Он поднес к самому носу Уотсона раскрытый пушкинский том и ткнул пальцем в заключающие сказку строки:
Сказка
Добрым молодцам урок.
– Скажу вам откровенно, Холмс, - признался Уотсон, - я и в самом деле не понял смысл этого намека.
– Подумайте хорошенько, друг мой!
– настаивал Холмс.
– Не может быть, чтобы вы не заметили никаких других отличий пушкинской сказки от легенды Вашингтона Ирвинга, кроме того, что у американского писателя бронзовый всадник, а у Пушкина - петушок.
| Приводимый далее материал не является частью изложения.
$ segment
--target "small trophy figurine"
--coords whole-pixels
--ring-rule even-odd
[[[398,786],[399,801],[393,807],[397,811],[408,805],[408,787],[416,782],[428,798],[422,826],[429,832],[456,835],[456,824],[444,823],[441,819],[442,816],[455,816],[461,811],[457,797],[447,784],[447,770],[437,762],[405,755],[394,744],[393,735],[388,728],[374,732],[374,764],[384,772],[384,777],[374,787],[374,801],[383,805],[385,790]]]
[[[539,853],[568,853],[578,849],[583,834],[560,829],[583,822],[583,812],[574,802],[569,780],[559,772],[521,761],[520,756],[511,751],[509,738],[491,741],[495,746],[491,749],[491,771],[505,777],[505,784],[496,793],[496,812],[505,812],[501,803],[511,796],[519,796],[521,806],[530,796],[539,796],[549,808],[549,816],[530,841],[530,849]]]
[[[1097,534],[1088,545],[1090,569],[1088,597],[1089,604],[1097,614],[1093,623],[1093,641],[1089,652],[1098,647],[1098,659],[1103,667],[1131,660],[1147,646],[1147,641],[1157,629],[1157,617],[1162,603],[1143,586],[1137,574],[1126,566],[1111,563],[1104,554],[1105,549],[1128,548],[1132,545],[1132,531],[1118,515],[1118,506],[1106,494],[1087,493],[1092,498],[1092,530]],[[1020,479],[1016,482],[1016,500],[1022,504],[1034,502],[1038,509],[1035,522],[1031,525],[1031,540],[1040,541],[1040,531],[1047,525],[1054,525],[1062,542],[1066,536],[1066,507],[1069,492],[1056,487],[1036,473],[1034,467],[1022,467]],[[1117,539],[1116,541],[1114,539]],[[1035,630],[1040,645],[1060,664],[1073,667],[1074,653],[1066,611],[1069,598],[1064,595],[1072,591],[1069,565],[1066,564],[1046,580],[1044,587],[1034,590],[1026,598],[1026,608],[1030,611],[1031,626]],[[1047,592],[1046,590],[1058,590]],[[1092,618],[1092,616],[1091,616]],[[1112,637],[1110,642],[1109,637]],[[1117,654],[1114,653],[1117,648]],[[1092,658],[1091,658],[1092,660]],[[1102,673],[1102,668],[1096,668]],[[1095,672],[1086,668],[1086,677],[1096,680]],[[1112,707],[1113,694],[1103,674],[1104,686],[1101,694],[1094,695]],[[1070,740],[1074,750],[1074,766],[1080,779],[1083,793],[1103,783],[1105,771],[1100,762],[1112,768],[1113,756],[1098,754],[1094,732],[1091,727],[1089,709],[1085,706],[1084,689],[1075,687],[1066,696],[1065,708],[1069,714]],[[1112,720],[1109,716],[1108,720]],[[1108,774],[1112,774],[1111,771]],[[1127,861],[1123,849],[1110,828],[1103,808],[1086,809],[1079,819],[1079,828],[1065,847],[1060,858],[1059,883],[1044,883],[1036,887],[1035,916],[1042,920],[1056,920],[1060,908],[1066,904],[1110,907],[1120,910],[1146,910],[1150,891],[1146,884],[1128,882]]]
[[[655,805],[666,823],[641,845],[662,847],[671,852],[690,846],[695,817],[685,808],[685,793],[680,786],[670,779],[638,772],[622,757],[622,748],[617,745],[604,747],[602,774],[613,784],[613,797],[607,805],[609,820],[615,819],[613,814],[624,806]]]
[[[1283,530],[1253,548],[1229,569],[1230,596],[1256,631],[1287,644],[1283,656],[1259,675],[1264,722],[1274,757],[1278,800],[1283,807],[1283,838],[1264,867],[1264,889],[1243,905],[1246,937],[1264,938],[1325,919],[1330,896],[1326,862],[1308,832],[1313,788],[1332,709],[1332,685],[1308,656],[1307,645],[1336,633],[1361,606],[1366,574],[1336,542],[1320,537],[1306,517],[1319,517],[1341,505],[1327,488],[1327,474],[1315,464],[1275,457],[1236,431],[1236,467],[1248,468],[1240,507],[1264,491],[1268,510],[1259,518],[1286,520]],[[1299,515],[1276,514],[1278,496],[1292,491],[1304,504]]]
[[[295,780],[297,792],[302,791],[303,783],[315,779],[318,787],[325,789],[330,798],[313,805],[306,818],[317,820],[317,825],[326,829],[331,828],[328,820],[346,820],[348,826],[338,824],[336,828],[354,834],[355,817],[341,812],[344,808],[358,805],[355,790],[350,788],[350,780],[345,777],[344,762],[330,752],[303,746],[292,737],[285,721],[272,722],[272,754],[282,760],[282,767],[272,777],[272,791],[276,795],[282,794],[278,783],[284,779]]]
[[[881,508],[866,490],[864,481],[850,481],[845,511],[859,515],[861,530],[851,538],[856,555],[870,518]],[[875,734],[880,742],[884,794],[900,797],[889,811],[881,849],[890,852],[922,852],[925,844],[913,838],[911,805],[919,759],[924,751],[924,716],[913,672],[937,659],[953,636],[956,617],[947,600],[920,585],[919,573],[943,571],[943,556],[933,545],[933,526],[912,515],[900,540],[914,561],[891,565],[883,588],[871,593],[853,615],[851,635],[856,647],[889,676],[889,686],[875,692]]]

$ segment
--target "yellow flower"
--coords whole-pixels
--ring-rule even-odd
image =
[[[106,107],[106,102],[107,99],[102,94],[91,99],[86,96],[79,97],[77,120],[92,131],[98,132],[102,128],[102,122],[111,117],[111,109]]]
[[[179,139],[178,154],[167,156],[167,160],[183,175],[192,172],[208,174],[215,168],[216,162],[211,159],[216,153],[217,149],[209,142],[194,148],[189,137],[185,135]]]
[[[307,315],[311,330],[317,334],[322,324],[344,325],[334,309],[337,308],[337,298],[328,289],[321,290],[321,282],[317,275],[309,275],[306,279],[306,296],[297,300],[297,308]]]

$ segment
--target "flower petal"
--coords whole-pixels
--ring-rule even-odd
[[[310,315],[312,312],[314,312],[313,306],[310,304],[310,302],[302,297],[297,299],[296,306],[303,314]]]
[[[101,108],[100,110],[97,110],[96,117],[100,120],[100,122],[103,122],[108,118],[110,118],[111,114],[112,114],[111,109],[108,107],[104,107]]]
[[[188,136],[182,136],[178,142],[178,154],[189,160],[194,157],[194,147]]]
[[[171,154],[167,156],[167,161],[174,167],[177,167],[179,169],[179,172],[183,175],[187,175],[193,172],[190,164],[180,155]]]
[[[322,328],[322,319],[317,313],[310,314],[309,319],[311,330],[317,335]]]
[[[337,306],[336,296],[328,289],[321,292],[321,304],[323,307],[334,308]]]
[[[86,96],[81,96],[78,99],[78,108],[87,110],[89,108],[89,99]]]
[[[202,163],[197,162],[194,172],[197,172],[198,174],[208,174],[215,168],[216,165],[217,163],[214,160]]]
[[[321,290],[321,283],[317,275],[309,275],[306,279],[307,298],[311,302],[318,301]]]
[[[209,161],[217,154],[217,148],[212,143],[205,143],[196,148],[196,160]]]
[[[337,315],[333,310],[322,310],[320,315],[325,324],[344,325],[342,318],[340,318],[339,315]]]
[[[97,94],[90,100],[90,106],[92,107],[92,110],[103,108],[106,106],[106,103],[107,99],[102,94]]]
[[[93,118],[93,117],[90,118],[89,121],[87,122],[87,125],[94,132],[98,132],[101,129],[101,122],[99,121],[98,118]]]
– Вы угадали, - сказал Уотсон.
– Заглянув еще раз в пушкинский текст, я обнаружил и другие, более серьезные отличия. Вот, например, такое. У Вашингтона Ирвинга этот самый бронзовый всадник не разговаривает: он молча выполняет то, что ему поручено. А у Пушкина золотой петушок говорит...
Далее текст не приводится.